We don’t assume. We test ideas through micro-experiments, get feedback, and refine. Success comes from cultural relevance, not central control. That’s what makes our model work.

Adaverse: Can you talk about the hubs specifically? What’s the business model and what support do you give to developers?
Clement: The hubs run on a full-stack adoption funnel, targeting not just developers, but creators, users, and partners.
👉🏼 Phase 1: Broad outreach: events, content, noise.
👉🏼 Phase 2: Deeper engagement: hackathons, workshops, fulfilling promises. Trust comes from action.
👉🏼 Phase 3: Acceleration: we double down on the top 1% of builders and creators.

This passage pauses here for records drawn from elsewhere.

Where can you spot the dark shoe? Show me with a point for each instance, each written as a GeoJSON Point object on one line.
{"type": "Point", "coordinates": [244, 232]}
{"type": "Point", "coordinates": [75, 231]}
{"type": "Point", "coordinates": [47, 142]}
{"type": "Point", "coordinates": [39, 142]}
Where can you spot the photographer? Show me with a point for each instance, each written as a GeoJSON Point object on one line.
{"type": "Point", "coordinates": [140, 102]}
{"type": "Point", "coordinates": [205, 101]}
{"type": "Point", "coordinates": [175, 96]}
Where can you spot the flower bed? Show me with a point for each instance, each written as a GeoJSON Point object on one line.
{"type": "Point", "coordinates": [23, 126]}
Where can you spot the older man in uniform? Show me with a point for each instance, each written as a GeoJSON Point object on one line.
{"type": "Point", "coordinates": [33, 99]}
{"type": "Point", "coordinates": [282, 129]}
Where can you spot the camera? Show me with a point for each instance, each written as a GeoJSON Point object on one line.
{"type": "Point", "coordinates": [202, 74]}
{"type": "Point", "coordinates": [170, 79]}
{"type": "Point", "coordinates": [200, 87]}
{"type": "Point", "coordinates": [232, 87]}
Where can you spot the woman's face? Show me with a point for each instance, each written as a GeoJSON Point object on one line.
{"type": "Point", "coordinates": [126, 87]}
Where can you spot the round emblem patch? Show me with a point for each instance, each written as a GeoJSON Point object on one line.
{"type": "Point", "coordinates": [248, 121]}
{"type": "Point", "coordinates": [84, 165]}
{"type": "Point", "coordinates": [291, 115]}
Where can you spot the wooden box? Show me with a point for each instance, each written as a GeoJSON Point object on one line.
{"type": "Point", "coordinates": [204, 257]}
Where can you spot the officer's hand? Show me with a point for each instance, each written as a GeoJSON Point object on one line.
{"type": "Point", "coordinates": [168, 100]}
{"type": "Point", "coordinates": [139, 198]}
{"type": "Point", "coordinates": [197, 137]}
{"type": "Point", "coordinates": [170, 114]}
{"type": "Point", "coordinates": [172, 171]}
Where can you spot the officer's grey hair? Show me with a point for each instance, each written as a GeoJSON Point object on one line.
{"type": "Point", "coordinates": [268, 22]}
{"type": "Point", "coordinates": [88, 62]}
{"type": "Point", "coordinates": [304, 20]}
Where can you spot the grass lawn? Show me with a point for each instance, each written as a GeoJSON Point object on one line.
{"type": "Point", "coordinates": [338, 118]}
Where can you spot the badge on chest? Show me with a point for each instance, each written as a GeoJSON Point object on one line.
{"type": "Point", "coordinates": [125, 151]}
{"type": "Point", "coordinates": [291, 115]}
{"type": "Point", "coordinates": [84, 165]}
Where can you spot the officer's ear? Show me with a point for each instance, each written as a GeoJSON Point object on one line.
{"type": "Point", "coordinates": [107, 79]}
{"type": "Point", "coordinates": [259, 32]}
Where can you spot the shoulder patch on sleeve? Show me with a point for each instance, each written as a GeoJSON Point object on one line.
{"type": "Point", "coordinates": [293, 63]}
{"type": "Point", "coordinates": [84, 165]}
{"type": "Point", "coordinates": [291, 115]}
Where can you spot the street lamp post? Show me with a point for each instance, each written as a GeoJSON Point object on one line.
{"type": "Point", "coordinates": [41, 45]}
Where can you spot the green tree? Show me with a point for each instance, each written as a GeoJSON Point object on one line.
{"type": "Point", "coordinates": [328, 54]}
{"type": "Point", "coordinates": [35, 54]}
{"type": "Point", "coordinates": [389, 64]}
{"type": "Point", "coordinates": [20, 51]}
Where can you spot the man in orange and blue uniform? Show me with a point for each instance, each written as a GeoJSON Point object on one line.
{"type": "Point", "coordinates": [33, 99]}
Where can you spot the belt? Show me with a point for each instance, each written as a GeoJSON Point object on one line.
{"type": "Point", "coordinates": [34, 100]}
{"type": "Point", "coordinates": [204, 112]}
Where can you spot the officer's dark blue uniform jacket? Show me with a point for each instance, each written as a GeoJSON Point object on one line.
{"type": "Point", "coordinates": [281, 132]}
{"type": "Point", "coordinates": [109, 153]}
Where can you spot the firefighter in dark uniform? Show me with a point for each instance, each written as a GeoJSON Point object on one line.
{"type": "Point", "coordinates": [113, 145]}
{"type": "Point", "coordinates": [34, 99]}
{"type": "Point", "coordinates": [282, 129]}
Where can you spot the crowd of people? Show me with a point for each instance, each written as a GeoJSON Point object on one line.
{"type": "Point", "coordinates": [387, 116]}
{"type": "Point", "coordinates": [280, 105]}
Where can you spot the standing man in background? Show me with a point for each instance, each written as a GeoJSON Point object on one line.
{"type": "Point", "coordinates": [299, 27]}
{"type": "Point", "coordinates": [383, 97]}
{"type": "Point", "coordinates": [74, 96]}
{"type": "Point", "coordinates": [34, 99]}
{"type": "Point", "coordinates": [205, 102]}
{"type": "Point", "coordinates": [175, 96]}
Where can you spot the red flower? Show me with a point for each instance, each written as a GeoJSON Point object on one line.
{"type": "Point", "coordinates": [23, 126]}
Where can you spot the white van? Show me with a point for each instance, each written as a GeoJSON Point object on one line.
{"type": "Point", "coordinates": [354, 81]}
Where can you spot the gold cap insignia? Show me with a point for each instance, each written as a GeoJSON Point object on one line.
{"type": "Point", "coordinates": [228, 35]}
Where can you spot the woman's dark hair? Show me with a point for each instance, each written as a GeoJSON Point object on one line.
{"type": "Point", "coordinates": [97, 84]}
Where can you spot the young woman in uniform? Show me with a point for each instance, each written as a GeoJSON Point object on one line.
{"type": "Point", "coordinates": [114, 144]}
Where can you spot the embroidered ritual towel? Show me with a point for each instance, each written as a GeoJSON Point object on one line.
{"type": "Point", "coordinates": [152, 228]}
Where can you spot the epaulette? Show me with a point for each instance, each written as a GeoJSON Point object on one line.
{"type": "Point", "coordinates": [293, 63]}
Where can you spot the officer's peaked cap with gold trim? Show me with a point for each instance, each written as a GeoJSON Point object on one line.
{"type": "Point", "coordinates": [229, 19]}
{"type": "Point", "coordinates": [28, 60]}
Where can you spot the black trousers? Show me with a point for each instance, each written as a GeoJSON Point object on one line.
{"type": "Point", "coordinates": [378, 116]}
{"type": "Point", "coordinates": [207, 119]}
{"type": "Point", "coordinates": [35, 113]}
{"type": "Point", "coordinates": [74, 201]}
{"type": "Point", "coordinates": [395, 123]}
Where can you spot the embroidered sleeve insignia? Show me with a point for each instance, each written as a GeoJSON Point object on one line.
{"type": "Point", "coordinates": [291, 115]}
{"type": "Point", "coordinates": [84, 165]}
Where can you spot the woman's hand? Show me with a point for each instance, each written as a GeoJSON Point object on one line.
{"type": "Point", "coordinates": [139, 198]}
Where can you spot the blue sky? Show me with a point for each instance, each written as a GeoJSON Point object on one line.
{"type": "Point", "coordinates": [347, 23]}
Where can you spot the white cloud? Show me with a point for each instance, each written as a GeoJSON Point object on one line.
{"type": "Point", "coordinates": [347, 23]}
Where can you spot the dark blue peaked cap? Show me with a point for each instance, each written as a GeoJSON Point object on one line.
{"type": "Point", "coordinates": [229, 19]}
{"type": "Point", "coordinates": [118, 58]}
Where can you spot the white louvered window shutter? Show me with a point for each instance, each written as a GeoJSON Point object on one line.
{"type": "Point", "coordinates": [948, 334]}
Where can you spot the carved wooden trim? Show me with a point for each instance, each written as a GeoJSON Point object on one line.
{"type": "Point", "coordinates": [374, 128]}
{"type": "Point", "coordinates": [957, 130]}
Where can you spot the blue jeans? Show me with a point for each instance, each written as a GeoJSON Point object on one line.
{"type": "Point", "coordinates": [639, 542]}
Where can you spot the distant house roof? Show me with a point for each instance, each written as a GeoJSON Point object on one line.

Each step is tracked. If there’s friction, we document it and use the data to improve things like our SDK or onboarding. Over time, this model builds real pipelines. Local builders start pitching high-quality projects, and these won’t show up at a conference. They’re built by people who trust us because we’ve been there from day one.
Adaverse: Can you tell me about IoT and other emerging sectors that ICP is enabling innovation in?
Clement: ICP is a protocol for building tamper-proof, secure, and private applications, replacing today’s Web2 infrastructure. That applies to IoT, DePIN, RWAs, and more. But our biggest breakthrough this year is AI on-chain.
Where does your AI-generated data go? How private is it? With ICP, smart contracts can hold up to 400GB (expandable to 1TB), so you can literally run an entire LLM on-chain, privately and securely.
Plus, ICP can talk natively to Web2 and other blockchains. This makes AI interactions seamless, secure, and fully interoperable.
Adaverse: Can you share some examples of innovative projects or startups building on ICP?
Clement: One standout is Caffeine AI, currently in alpha. It’s building the concept of a self-writing internet. You interact with it via chat, and it builds complete apps or websites for you. What’s revolutionary is that it runs fully on-chain via ICP, so it’s secure, tamper-proof, and censorship-resistant. All the innovation by the DFINITY team (200+ researchers, thousands of R&D hours) is embedded in the product. You just chat and build. We’re testing it through an alpha hackathon in San Francisco soon. It’s early, but the potential is massive.
Caffeine AI handles 3D assets and animations like a beast.
— Westcliff Technologies (@WestcliffGrants) July 28, 2025
Load, render, animate…all in your browser!!! No lag, just magic.#builtwithcaffeine #caffeineai $ICP pic.twitter.com/zTu3BtpzYB
Aadverse: How do you see the Middle East shaping up for ICP’s growth, and what are your thoughts on the region’s potential and attitudes?
Clement: The Middle East holds strong potential for ICP’s growth. We already have a presence in the region: some of our team is based in Dubai, and we’ve explored Saudi, Egypt, Iraq, and others. While we had to slow down expansion due to rapid growth, the groundwork showed us that the region is highly compatible with our values and approach.
There’s a unique mix of diversity and genuine connection across the region, and we see a big opportunity to plug the Middle East more actively into our global network, linking stakeholders in Saudi with talent in Asia, or mentors from the US with innovators in Egypt. If we consolidate well by year-end, we hope to have the bandwidth to reaccelerate our presence in 2026.